Meta Decision Trees for Explainable Recommendation Systems

TL;DR

This paper introduces Meta Decision Trees, a method for creating explainable recommendation systems using user-specific decision trees with learned, sparse decision rules, balancing interpretability with competitive accuracy.

Contribution

The paper proposes a novel end-to-end approach to build explainable recommendation models using meta decision trees with learned sparse rules, enhancing interpretability.

Findings

Provides explainable recommendations with direct user-level explanations.

Achieves competitive accuracy with existing algorithms.

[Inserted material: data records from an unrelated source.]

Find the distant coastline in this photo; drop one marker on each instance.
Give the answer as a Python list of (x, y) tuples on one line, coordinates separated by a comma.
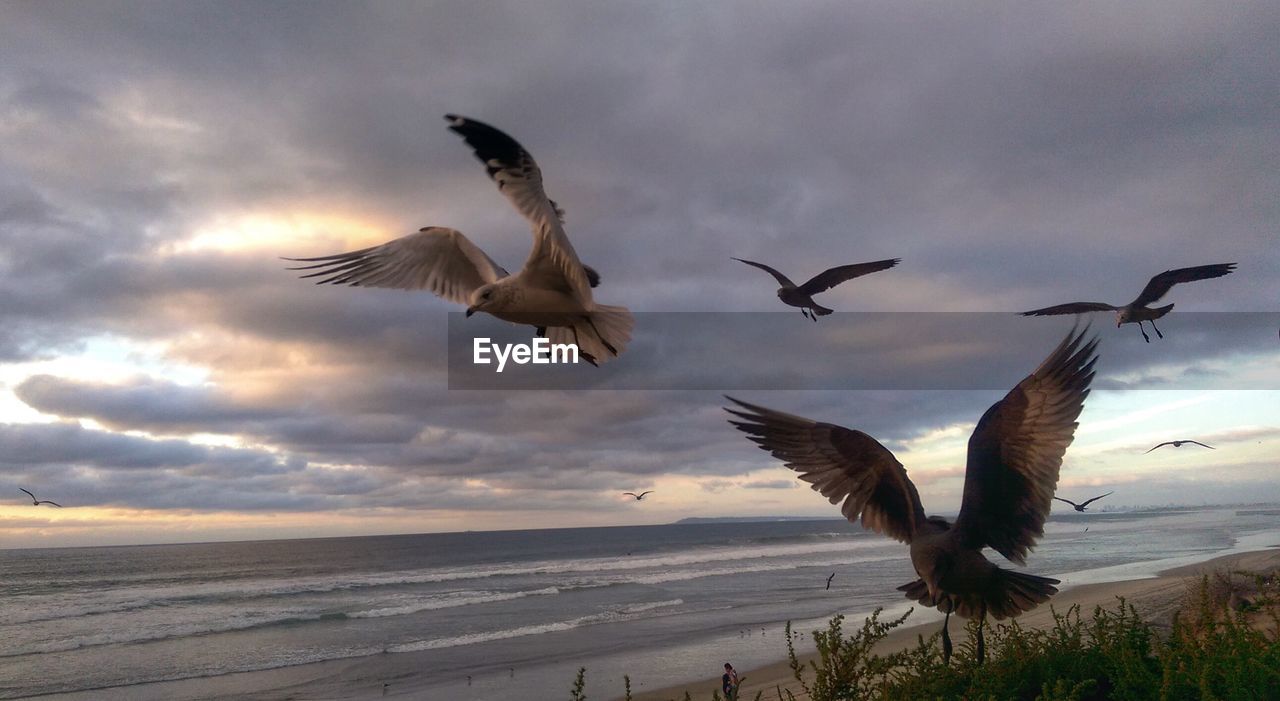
[(752, 518)]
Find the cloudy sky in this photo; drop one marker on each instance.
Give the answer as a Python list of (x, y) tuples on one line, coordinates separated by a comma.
[(167, 379)]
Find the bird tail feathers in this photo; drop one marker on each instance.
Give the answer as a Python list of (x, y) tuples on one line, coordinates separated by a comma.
[(600, 337)]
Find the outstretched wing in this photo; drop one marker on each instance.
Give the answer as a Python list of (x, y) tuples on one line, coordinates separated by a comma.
[(782, 279), (1074, 307), (1016, 450), (1096, 498), (840, 463), (1162, 283), (435, 259), (552, 262), (831, 278)]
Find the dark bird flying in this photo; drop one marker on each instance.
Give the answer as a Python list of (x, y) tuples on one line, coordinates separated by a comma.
[(801, 296), (1138, 311), (1084, 504), (1015, 453)]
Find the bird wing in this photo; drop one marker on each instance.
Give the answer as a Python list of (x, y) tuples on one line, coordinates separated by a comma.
[(1162, 283), (1016, 450), (1096, 498), (435, 259), (831, 278), (552, 262), (1074, 307), (840, 463), (782, 279)]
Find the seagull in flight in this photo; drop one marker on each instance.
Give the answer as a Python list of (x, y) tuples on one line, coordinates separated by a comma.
[(1138, 311), (1179, 444), (1082, 505), (1015, 453), (39, 502), (801, 296), (552, 292)]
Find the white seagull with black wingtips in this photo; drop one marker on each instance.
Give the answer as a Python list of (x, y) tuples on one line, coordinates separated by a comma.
[(1138, 311), (552, 292)]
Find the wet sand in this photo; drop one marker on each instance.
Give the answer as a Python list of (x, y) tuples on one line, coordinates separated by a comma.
[(1156, 599)]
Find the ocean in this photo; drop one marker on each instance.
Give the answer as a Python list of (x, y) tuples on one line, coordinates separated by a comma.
[(664, 604)]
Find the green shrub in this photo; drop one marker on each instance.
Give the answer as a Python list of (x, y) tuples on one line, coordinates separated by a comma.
[(1224, 644)]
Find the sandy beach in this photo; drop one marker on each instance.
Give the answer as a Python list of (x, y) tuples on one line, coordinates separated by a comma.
[(1156, 599)]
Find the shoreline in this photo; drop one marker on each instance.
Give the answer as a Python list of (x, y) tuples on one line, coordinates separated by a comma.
[(1155, 598), (364, 677)]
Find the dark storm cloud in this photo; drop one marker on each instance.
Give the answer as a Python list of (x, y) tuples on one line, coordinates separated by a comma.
[(1014, 157)]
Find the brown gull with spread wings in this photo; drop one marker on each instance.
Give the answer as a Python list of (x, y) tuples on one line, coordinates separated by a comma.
[(1138, 311), (1015, 453)]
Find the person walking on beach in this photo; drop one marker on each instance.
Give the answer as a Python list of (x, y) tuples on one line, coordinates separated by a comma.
[(728, 682)]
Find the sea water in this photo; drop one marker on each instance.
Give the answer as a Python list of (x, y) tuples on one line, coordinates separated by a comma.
[(663, 604)]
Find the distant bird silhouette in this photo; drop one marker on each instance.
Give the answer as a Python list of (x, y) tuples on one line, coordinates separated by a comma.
[(1084, 504), (801, 296), (1015, 453), (1179, 444), (1138, 311), (39, 502), (552, 292)]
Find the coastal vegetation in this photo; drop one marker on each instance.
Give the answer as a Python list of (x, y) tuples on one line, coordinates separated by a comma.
[(1223, 642)]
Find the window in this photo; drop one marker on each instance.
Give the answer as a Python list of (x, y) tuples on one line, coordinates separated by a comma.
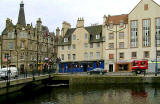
[(134, 31), (98, 36), (86, 36), (158, 53), (73, 46), (158, 31), (134, 54), (121, 55), (111, 45), (74, 37), (146, 33), (62, 47), (98, 55), (86, 56), (91, 45), (98, 45), (111, 36), (23, 34), (6, 55), (69, 47), (146, 7), (91, 55), (69, 56), (121, 35), (86, 45), (22, 44), (10, 45), (65, 39), (111, 56), (22, 56), (11, 35), (74, 56), (62, 56), (111, 24), (121, 23), (146, 54), (121, 45)]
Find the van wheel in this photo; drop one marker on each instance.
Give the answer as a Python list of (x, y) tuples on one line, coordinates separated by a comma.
[(138, 71)]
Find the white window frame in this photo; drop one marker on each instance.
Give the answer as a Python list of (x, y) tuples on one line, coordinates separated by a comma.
[(134, 33), (158, 31), (74, 37), (91, 55), (85, 56), (85, 36), (65, 39), (98, 55), (11, 35), (85, 45), (146, 32), (10, 45), (73, 46), (98, 36)]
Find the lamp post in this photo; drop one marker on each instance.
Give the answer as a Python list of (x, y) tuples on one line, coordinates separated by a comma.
[(156, 54), (8, 70)]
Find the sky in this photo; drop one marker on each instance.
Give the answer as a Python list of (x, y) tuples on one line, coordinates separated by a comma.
[(54, 12)]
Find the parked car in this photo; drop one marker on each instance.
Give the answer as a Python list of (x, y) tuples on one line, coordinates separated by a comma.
[(97, 71), (10, 72)]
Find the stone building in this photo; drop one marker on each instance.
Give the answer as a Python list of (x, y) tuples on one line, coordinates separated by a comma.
[(80, 48), (132, 36), (28, 47)]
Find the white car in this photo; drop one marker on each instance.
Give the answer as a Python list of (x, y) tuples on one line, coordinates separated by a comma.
[(10, 72)]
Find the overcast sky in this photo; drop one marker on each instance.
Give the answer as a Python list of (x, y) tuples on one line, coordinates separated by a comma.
[(54, 12)]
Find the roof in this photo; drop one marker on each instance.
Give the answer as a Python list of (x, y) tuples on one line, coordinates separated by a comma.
[(69, 32), (117, 19), (93, 31)]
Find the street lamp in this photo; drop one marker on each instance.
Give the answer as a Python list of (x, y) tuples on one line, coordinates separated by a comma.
[(8, 71), (156, 54)]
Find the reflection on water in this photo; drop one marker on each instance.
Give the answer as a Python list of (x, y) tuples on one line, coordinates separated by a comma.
[(90, 94)]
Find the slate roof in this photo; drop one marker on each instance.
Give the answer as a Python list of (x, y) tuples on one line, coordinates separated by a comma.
[(92, 30)]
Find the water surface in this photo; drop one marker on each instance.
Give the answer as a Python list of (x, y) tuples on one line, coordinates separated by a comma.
[(90, 94)]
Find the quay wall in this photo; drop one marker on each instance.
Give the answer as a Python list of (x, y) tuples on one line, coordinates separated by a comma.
[(101, 79)]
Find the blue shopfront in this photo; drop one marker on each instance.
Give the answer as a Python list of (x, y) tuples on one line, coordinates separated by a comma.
[(69, 67)]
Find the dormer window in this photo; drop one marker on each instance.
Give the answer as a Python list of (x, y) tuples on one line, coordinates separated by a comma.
[(111, 24), (98, 36), (121, 23), (65, 39), (23, 28)]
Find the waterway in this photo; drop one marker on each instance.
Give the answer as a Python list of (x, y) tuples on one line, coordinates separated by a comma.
[(90, 94)]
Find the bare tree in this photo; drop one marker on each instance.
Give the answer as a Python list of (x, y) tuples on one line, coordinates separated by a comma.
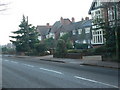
[(3, 6)]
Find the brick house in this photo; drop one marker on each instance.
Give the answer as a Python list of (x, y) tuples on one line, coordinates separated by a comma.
[(96, 11), (57, 27)]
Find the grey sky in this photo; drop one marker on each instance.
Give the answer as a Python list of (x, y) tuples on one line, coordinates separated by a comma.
[(39, 12)]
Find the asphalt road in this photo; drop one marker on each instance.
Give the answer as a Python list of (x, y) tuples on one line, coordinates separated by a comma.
[(34, 73)]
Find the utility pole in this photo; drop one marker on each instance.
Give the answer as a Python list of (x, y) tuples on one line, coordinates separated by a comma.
[(116, 31)]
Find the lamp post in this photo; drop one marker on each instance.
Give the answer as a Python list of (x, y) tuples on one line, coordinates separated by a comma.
[(116, 31)]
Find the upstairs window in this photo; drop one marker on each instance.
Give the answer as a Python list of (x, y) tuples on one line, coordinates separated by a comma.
[(87, 30), (74, 32), (79, 31)]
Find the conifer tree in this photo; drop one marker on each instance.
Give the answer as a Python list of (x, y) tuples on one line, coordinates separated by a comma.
[(26, 37)]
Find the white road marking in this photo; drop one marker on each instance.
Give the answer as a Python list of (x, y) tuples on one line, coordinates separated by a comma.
[(51, 70), (95, 81), (28, 65), (14, 62)]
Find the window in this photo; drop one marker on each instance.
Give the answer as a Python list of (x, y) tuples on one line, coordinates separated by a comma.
[(40, 38), (97, 37), (62, 33), (79, 31), (52, 35), (74, 32), (87, 30)]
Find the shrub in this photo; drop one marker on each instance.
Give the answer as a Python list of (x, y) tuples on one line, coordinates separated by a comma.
[(81, 46), (61, 50)]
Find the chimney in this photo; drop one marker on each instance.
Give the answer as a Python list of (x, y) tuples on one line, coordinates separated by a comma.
[(86, 18), (48, 25), (62, 20), (73, 19), (82, 19)]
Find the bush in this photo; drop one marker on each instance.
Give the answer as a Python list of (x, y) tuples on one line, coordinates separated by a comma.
[(81, 46), (40, 49), (74, 51), (61, 50)]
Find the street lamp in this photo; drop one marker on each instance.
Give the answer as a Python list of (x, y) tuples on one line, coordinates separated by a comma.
[(116, 31)]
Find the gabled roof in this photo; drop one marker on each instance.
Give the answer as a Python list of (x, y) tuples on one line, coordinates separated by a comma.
[(43, 30), (56, 26), (68, 28), (76, 25), (93, 6)]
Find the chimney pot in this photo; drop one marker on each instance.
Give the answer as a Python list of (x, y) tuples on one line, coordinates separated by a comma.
[(86, 18), (82, 19), (73, 19)]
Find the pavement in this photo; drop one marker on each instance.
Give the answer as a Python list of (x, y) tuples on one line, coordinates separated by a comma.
[(78, 61), (31, 72)]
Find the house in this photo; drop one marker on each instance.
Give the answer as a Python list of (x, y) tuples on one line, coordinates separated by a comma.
[(97, 13), (43, 31), (113, 12), (105, 12), (80, 32), (57, 27)]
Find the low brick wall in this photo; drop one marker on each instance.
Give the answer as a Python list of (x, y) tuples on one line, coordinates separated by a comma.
[(74, 56), (95, 57)]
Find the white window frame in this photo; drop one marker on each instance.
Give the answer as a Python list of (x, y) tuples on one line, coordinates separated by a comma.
[(74, 32), (79, 31), (87, 30), (40, 38), (97, 37)]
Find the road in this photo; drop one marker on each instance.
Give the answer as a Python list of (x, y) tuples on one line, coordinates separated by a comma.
[(30, 72)]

Trade-off between explainability and slight reduction in accuracy.

Abstract

We tackle the problem of building explainable recommendation systems that are based on a per-user decision tree, with decision rules that are based on single attribute values. We build the trees by applying learned regression functions to obtain the decision rules as well as the values at the leaf nodes. The regression functions receive as input the embedding of the user's training set, as well as the embedding of the samples that arrive at the current node. The embedding and the regressors are learned end-to-end with a loss that encourages the decision rules to be sparse. By applying our method, we obtain a collaborative filtering solution that provides a direct explanation to every rating it provides. With regards to accuracy, it is competitive with other algorithms. However, as expected, explainability comes at a cost and the accuracy is typically slightly lower than the state of the art result reported in the literature.